In the modern United States, these practices are no longer required, since a technologically advanced standing army became the norm.  No longer does a child need to learn any sequence of Self Defense tactics, in order to one day defend his or her family from imminent harm.  They only need to dial 911, and effective police enforcement can be reached within minutes.  Saying that nowadays, you may want to practice forms in a traditional sense loses its meaning, if indeed you take into consideration these facts.  However, the importance of forms has lasted for other reasons.

One of the main reasons forms, or katas, still exist, is that even though they are not used to defend against imminent threats, they are still effective ways of Self Defense, and can be applied in such situations.  In fact, they are so capable of producing harm on others, that most instructors ban explicit explanations of these techniques on their students in order to protect them while practicing.
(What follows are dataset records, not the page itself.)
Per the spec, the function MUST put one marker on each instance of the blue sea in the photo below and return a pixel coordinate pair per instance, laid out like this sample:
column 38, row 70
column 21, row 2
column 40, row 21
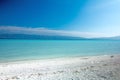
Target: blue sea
column 14, row 50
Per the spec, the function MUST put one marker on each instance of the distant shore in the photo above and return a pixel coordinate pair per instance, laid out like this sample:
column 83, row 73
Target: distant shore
column 105, row 67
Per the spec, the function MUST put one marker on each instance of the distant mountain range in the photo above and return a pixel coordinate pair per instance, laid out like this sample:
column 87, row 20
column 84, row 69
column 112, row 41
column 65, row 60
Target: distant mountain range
column 46, row 37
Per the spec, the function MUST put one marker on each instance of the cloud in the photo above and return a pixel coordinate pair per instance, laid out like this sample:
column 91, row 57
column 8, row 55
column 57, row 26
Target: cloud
column 105, row 4
column 45, row 31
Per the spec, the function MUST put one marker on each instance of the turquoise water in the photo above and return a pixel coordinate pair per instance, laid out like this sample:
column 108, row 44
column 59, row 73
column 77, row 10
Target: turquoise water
column 11, row 50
Hard Sparring has changed its meaning just as well.  In the same manner a football player tackles another player to develop an effective way to stop an opponent, a Martial Artist spars others in order to prove his or her skills as effective ways of fighting.  However, the way sparring was practiced in the past led to multiple injuries and permanent damage on the participants.  Nowadays, professional gear is used to protect every vital part of the body.
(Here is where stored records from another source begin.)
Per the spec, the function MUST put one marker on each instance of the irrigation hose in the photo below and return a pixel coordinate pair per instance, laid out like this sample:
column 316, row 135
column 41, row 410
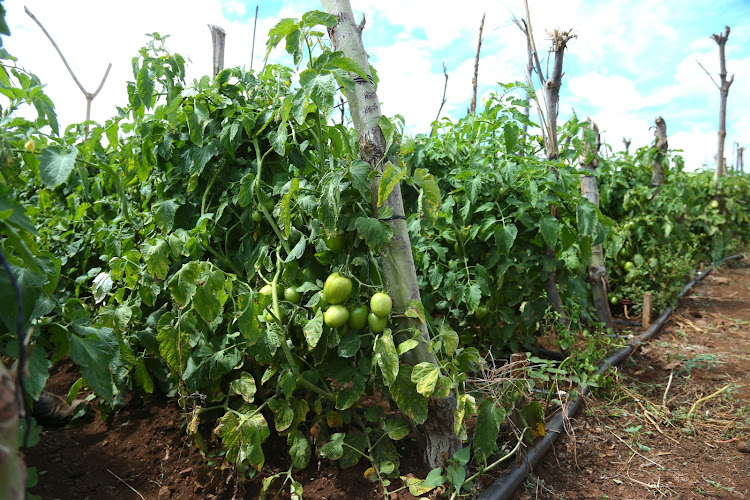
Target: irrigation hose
column 504, row 486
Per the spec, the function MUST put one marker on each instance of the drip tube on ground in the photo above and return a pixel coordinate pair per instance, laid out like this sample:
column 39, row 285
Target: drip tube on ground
column 504, row 486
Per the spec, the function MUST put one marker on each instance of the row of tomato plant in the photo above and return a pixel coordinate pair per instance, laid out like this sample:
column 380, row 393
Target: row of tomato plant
column 213, row 241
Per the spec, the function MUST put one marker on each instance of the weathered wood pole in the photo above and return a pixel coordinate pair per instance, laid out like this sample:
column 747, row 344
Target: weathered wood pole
column 721, row 40
column 657, row 177
column 218, row 40
column 597, row 268
column 436, row 435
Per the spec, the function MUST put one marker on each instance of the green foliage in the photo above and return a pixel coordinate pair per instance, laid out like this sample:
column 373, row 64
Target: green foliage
column 141, row 249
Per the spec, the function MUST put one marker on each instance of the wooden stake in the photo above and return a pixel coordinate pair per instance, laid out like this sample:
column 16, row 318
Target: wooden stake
column 648, row 308
column 218, row 38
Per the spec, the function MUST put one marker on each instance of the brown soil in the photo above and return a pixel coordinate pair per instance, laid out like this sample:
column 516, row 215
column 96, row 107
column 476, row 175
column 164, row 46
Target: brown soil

Let us look also at the traditional sense of living the Martial way.  Even though, as a Professional Martial Arts instructor, I am a firm believer that the principles of Martial Arts can be applied to everything in your life, I still see the traditional sense of living the arts, a bit out of reach.  In China, disciples of different martial arts styles, would travel for long periods of time, suffer through painful trials, and experience several disheartening series of events, in order to have the privilege to be called “disciples” of a certain “master” and train, with him.  Masters were in a great majority males, so the idea of having female students was simply non existent at the time.   What most people fail to realize is that just as much work you had to put to be selected, much more of it was awaiting you at the entry way, as you had to maintain the establishment were you lived in, say the temple, clean it, preserve its gardens, harvests its crops, feed other disciples, train, clean yourself and on and on and on.  You basically enslaved yourself and placed your free agency at the disposition of your master.  In many ways, these practices died off, but still some want to rescue them these days in order to claim training under a “true” martial discipline.

Nowadays, as our lives become more and more full, training in a traditional sense becomes less of a reality, which does not mean that Modern Martial Arts has become worthless.  It is also important to point out the benefits of training in a Modern Martial Arts society.
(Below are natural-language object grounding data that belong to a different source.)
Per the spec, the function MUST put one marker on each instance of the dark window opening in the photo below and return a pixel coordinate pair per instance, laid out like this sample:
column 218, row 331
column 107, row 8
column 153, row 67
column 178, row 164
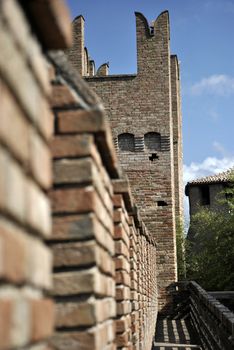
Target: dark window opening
column 126, row 142
column 153, row 157
column 152, row 141
column 205, row 195
column 162, row 203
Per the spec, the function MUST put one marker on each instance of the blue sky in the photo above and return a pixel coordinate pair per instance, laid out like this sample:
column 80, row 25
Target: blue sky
column 202, row 37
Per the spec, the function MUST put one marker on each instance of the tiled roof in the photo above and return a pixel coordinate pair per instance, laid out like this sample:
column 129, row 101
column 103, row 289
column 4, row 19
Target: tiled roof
column 221, row 177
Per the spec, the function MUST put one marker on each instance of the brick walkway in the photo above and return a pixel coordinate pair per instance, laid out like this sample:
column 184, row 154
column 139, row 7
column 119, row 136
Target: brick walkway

Practicing of forms and sparring, can be done safely and without losing any of its original meaning.  Training of weapons, can as well be performed, with minimal risks of injury.  Finding a Master becomes a matter of where and how long are you willing to devote googling one.   And finally, living in the martial way, can be just as rewarding, as you apply the principles of the Martial Arts to your day to day activities.  Maybe the next time someone cuts you off in the middle of the freeway, you can practice Self Control, and understand that they are not doing it against you.  Maybe when your boss stresses you out, you can stop by your studio after hours, and hit the bags for 30 min, instead of losing your in front of him, and getting yourself fired.  And maybe next time someone tries to start up problems in front of you and your family, you can defend yourself effectively and get away without hurting anybody.

I am a firm advocate of traditional Martial Arts, but as our society grows, certain aspects of them will no longer be available to us.  That is not necessarily a bad thing, it is just different, and we ought to learn how to appreciate it.